Android: Weather Focus application
“Weather Focus”is a demo application I have put together. It fetches the seven day weather forecast based on your current geographical location (latitude, longitude).

Full project source code here.
APK file here.
The source of the weather data is the XML feed from NDFD here. I am not using the SOAP service just the straight xml API. Web services under Android are possible but it’s a lot more work than I was prepared to put in.
So, a quick rundown of the application
- Uses the alarm service to spawn a periodic background thread. This thread loads the weather data, parses it and writes it to a ContentProvider.
- Uses built in GPS to fetch current location. This is tagged onto the XML request URL.
- The parser is bog standard SAX based handler. Fast and lean.
- The ContentProvider is backed by SQLLite database.
- Synced columns in database to allow implementation of a ContentObserver which listens for changes to the database and updates the textual timestamp on the front of the application.
- ManagedQuery watches the provider and updates the master list.
- Weather icons are fetched remotely from the web service and cached locally. This avoids having to get the same icon again and again.
- Data is fetched periodically as long as the application is running. This is total overkill for something like weather data but this is purely a demo to show off how to do this.
- Notifications on the top bar of the phone view.
- Toast popups to indicate the starting and stopping of service.

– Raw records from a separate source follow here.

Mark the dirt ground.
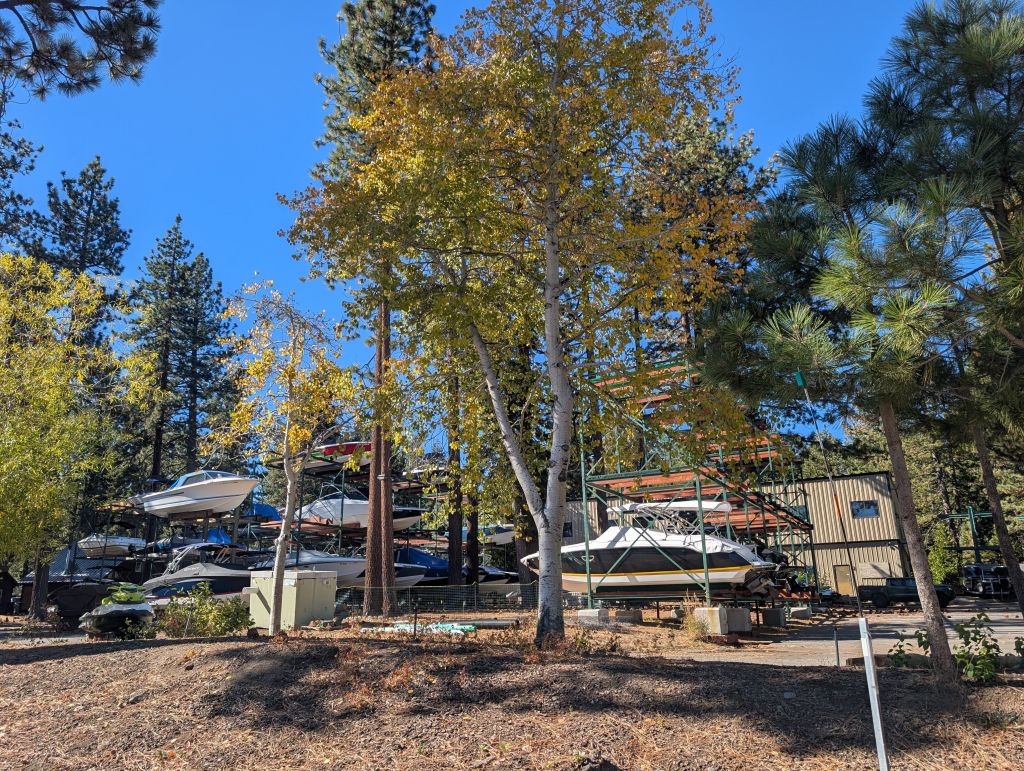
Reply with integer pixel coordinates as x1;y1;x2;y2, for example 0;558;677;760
0;630;1024;771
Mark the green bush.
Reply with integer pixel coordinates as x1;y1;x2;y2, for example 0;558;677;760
157;582;252;637
953;613;1001;683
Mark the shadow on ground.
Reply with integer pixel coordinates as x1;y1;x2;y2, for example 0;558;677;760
188;640;978;756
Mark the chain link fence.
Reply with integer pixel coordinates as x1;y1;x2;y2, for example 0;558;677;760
335;584;587;615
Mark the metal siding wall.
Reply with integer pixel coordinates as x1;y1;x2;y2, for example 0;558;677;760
814;544;907;589
562;501;601;545
766;473;901;544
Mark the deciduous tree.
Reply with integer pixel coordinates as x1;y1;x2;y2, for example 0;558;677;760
293;0;752;644
0;0;161;115
214;285;357;635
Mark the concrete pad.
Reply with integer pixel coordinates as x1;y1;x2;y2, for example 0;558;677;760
761;607;785;629
725;608;752;634
608;608;643;624
577;608;608;627
690;607;729;635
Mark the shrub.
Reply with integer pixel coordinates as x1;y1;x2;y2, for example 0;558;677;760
158;583;252;637
953;613;1000;683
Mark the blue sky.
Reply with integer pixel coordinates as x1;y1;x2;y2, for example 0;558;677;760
8;0;913;331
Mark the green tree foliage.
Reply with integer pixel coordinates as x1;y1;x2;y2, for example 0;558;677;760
129;216;232;478
27;156;131;277
0;255;102;559
316;0;436;171
867;0;1024;612
0;0;161;115
0;123;41;250
316;0;434;615
293;0;751;643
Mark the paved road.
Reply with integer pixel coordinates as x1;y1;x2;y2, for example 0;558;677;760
686;598;1024;667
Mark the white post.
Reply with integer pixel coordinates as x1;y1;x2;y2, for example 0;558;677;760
857;616;889;771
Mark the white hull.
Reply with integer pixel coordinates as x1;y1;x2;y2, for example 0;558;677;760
562;567;751;593
78;536;145;559
131;476;259;517
296;498;421;530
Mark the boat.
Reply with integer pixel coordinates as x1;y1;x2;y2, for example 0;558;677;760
304;441;371;474
253;549;427;589
79;602;156;635
295;488;423;530
521;526;775;597
479;524;515;546
252;549;367;587
142;562;252;606
129;471;259;519
395;546;519;586
78;533;145;559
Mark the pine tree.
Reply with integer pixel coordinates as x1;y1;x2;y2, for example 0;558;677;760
867;0;1024;613
131;214;193;479
30;156;131;276
0;0;161;115
0;123;42;251
317;0;435;615
316;0;436;174
168;253;229;471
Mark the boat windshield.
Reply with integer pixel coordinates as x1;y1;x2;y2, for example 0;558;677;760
321;484;368;501
168;471;234;489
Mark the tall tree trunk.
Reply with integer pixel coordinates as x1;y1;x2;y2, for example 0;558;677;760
185;339;199;472
29;556;50;622
536;179;575;646
447;376;463;587
362;426;384;615
267;454;299;637
971;420;1024;615
932;443;964;575
376;300;398;616
379;438;398;617
150;340;171;479
468;490;480;585
879;400;959;685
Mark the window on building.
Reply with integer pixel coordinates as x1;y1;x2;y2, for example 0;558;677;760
850;501;879;519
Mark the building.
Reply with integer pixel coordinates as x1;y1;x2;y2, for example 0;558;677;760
563;471;910;595
765;471;910;595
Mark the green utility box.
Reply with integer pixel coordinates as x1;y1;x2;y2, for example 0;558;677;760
245;570;338;629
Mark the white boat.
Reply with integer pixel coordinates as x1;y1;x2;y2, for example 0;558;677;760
296;490;423;530
253;549;367;587
142;562;252;607
479;524;515;546
305;441;372;474
78;533;145;559
522;526;775;596
129;471;259;519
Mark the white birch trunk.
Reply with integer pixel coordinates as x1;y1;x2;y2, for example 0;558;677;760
879;401;959;687
267;457;298;637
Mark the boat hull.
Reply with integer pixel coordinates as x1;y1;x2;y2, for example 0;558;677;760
296;498;422;531
132;477;259;519
78;536;145;559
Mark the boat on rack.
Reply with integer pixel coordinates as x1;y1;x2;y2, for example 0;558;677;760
253;549;427;589
129;471;259;519
252;549;367;587
304;441;371;474
142;562;252;606
78;532;145;559
522;526;775;597
295;488;423;530
395;546;519;586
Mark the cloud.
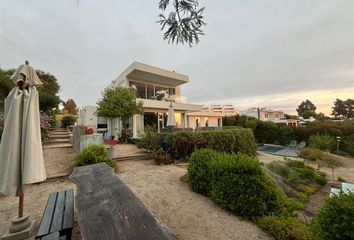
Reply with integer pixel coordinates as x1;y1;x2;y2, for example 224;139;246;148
0;0;354;112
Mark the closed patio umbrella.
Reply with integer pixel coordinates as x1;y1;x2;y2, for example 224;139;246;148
0;61;46;238
167;101;175;127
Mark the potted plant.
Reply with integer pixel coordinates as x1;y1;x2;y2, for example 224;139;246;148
152;147;164;165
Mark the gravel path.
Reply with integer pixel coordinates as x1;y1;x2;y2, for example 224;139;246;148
118;160;270;240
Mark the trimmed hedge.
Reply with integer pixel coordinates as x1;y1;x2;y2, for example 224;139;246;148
187;149;285;219
75;145;117;169
167;128;256;159
257;216;318;240
339;134;354;157
312;192;354;240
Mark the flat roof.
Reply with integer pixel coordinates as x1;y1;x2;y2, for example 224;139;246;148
124;62;189;87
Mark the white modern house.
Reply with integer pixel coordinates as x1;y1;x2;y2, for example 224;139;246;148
240;108;299;127
78;62;222;138
202;104;239;116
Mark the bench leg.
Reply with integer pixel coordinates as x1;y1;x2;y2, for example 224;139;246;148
66;229;72;240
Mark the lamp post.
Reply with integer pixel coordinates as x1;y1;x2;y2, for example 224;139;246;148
337;136;341;155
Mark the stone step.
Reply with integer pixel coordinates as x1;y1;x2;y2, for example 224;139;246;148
43;143;73;149
49;134;69;138
43;147;75;179
45;138;70;144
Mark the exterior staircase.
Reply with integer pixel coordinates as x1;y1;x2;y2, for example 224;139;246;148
43;128;75;179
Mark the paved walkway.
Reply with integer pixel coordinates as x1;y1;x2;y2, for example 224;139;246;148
118;160;270;240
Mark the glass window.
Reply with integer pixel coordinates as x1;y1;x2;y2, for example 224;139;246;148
204;118;209;127
129;81;146;99
169;88;176;96
155;86;169;100
146;84;155;99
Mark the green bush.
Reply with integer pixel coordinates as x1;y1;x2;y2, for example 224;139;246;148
167;128;256;158
339;134;354;157
61;115;76;127
253;121;279;143
75;145;116;168
300;148;325;161
188;149;283;219
138;126;162;152
256;216;318;240
277;126;295;145
210;154;280;219
309;135;336;152
312;192;354;240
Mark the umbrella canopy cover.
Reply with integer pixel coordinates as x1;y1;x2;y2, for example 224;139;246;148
0;67;46;196
167;101;175;127
10;65;43;87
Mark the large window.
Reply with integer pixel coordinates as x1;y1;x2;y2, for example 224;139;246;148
130;82;146;98
129;81;176;100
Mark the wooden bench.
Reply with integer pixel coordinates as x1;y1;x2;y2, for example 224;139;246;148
36;189;74;240
70;163;177;240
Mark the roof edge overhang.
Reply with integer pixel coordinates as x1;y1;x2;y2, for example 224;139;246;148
124;62;189;87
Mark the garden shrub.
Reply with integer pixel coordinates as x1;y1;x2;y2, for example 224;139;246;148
187;149;219;196
75;145;116;168
253;121;279;143
209;153;280;219
339;134;354;157
61;114;76;127
188;149;298;219
309;135;336;152
277;126;295;145
256;216;318;240
312;192;354;240
300;148;325;161
167;128;256;158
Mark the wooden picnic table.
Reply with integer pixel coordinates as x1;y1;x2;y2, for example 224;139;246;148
70;163;177;240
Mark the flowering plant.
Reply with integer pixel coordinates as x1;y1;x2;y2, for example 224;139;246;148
40;113;52;130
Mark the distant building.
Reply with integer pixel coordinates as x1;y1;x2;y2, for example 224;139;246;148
202;104;238;116
78;62;222;138
240;108;299;127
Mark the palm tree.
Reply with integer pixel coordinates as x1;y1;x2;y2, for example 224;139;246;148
157;0;206;47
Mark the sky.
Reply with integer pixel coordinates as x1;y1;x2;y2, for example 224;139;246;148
0;0;354;115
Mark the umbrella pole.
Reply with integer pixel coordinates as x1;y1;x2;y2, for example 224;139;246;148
18;196;24;218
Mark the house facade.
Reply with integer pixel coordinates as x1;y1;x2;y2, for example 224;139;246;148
240;108;299;127
78;62;222;138
202;104;238;116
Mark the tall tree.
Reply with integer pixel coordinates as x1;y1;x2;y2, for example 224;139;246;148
63;99;77;115
345;98;354;118
96;87;144;136
332;98;354;118
157;0;206;46
296;99;316;119
0;69;15;112
36;70;60;95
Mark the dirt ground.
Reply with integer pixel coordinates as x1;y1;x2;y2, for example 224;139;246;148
118;160;270;240
258;152;354;218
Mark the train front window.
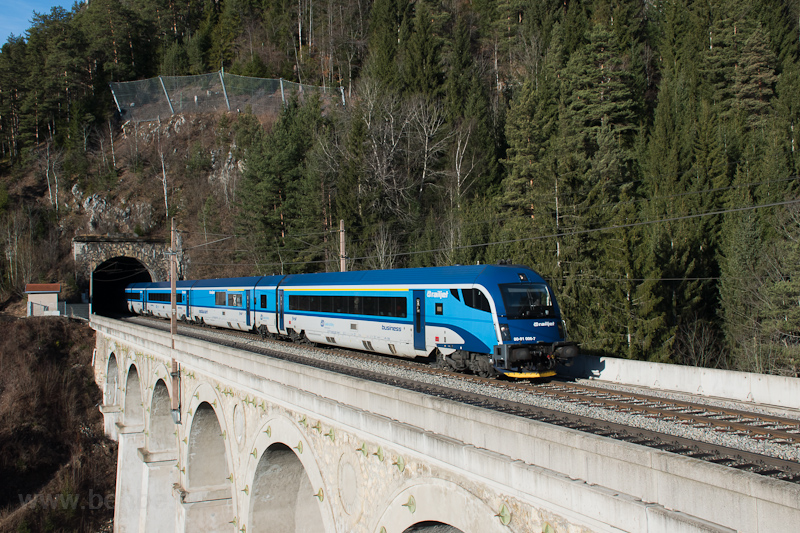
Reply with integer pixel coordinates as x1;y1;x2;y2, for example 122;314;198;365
500;283;555;320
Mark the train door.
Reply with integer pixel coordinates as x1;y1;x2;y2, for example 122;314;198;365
276;289;283;333
244;291;250;326
414;290;425;350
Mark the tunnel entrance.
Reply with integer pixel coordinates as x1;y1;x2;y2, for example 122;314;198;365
92;257;153;316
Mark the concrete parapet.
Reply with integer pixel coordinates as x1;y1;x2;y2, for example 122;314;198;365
559;355;800;409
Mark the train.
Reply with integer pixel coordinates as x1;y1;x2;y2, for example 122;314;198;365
125;264;578;378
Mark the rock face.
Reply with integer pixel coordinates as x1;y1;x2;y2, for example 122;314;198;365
78;190;153;234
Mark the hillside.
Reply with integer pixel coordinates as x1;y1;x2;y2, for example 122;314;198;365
0;318;117;532
0;0;800;376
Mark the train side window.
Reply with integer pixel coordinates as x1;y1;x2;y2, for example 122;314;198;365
462;289;492;313
333;296;348;314
362;296;378;316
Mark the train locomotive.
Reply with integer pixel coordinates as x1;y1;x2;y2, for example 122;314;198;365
125;265;578;378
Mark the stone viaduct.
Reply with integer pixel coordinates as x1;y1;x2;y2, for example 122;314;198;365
92;316;800;533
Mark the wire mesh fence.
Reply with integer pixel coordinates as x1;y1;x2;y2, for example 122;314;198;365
110;71;345;122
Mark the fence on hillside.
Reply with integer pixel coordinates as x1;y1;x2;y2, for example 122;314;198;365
110;70;345;122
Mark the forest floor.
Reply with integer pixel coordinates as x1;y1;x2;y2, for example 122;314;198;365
0;318;117;532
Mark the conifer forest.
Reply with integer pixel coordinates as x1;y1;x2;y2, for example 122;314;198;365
0;0;800;376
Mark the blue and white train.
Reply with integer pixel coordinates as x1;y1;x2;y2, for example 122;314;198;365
125;265;578;378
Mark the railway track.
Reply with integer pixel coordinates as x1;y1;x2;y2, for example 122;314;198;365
122;317;800;484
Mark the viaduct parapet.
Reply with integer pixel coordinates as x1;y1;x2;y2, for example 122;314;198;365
92;316;800;533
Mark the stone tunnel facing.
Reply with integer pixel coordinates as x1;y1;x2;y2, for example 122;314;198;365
92;257;152;316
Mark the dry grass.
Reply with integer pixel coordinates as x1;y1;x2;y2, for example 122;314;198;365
0;318;117;531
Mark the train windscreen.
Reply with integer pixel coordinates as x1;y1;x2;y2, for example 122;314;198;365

Basically this was the same layout as my traffic application. I just switched it to weather data as I was getting bogged down trying to implement a fancy back end to that app. I will get back to it but I figured better to learn to walk before I run.
Notes
- If you modify the database you will have to set the version number constant to a different value to force the database to rebuild.
- Sometimes the XML weather feed returns less than seven days info. Strange!
- Sometimes the odd strange characters seem to appear instead of the proper weather description.No idea why, it’s coming from the feed and not the application.
I notice that this is quite like the HandWx weather application which has a similar forecast screen. The HandWx application also has radar weather data on the google map view. I’m not sure if that data is available across the xml service but I think it would be interesting to look. Will keep you posted.